SWE-bench is the most widely cited benchmark for evaluating AI coding capability. It tests whether an AI can solve real GitHub issues — not just generate code snippets, but actually fix real-world bugs and implement features.
Each task in SWE-bench presents the AI with a GitHub repository, a description of a bug or feature request, and requires the AI to produce a pull request that passes the repository's existing tests. This tests end-to-end coding capability: understanding the codebase, locating the relevant code, making the correct change, and verifying nothing breaks.
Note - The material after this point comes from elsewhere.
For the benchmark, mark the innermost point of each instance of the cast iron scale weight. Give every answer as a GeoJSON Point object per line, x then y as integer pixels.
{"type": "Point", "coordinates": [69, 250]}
SWE-bench Verified contains 500 human-validated instances. This is the standard benchmark. SWE-bench Pro contains harder instances that require deeper reasoning. Claude Opus 4.7 scores 64.3% on Pro vs 87.6% on Verified — the gap shows that hard problems still challenge even the best models.
| Model | SWE-bench Verified | SWE-bench Pro |
|---|---|---|
| Opus Mythos | 93.9% | — |
| Opus 4.7 | 87.6% | 64.3% |
| GPT-5.5 | 82.6% | — |
| DeepSeek V4 Pro | 80.6% | 55.4% |
Note: SWE-bench Pro scores are limited to models that have been evaluated. Verified scores are available for all frontier models.
SWE-bench measures one thing: the ability to fix GitHub issues. It doesn't measure: code generation speed, IDE integration quality, multi-file refactoring ability, UI scaffolding, or developer experience. This is why AgentRanks combines SWE-bench scores with architecture analysis for a complete picture.